In most laboratory settings, a stock solution is created when a compound is used over and over. This stock solution will have a high concentration. If lower concentrations are needed, a dilution is performed.
A dilution is a process where the concentration of a solution is lowered by adding solvent to the solution without adding more solute. These dilution example problems show how to perform the calculations needed to make a diluted solution.
The key idea behind a dilution is the number of moles of solute in the solutions does not change as the solvent is added.
moles of solute prior to dilution = moles solute after dilution
The concentration of a solution can be expressed in molarity (M).
M = moles per liter of solution
where M is the molarity and V is the concentration.
Solve for moles and get:
moles = MV
Since moles of solute prior to dilution = moles solute after dilution,
MiVi = MDVD
where:
Mi = initial concentration
Vi = initial volume
MD = diluted concentration
VD = diluted volume
Example Problem 1:
Problem: What volume of 5 M NaOH is needed to create a 100 mL solution of 1 M NaOH?

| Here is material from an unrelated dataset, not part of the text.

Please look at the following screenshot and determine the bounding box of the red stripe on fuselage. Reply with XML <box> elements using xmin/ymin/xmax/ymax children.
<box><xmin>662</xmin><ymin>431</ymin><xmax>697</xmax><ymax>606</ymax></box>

Solution: Use the formula MiVi = MDVD.
Mi = 5 M
Vi = initial volume
MD = 1 M
VD = 100 mL
Solve for Vi
Vi = 20 mL
Answer: 20 mL of 5 M NaOH is needed to create a 100 mL solution of 1 M NaOH. Water is added to the 20 mL solution until there is 100 mL.
Example Problem 2:
Problem: If you have 300 mL of 1.5 M NaCl, how many mL of 0.25 M NaCl can you make?
Solution: Use the formula MiVi = MDVD.
Mi = 1.5 M
Vi = 300 mL
MD = 0.25 M
VD = final volume
Solve for VD
VD = 1800 mL = 1.8 L
Answer: You can make 1800 mL of 0.25 M NaCl solution from 300 mL of 1.5 M NaCl solution.